1. Non-GAAP Financial Measure. See ‘Use of Non-GAAP Financial Measures’ section below for further information and reconciliation.

Financial Summary Q2 2021

Financial Metrics
(CAD$ in millions, except per share data)
Q2 2021 Q2 2020
Revenues $ 2,558 $ 1,720
Gross profit before depreciation and amortization1 $ 1,059 $ 453
Gross profit $ 689 $ 139
Adjusted EBITDA1 $ 989 $ 485
Profit (loss) attributable to shareholders $ 260 $ (149 )
Adjusted profit attributable to shareholders1 $ 339 $ 89
Basic earnings (loss) per share $ 0.49 $ (0.28 )
Diluted earnings (loss) per share $ 0.48 $ (0.28 )
Adjusted basic earnings per share1 $ 0.64 $ 0.17
Adjusted diluted earnings per share1 $ 0.63 $ 0.17

Note:

1. Non-GAAP Financial Measure.
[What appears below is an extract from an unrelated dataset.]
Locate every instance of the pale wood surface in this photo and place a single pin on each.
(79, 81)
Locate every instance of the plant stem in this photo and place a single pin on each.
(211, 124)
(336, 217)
See ‘Use of Non-GAAP Financial Measures’ section below for further information and reconciliation.

Key Updates

Executing on our copper growth strategy – QB2 a long-life, low-cost operation with major expansion potential

  • Despite Q2 2021 seeing the largest COVID-19 wave to date in Chile, construction continued to advance with the best quarterly progress to date;
  • As COVID-19 cases in Chile started declining in June 2021, and coupled with the country’s high rates of vaccination, we are aggressively ramping-up to peak workforce levels;
  • Overall project progress of 60% is expected in early August;
  • First production continues to be expected in the second half of 2022;
  • The capital cost estimate remains unchanged at US$5.2 billion before COVID-19 related capital costs; and
  • Assuming that our COVID-19 management plan progresses in accordance with our expectations, COVID-19 related capital costs are now expected to be approximately US$600 million.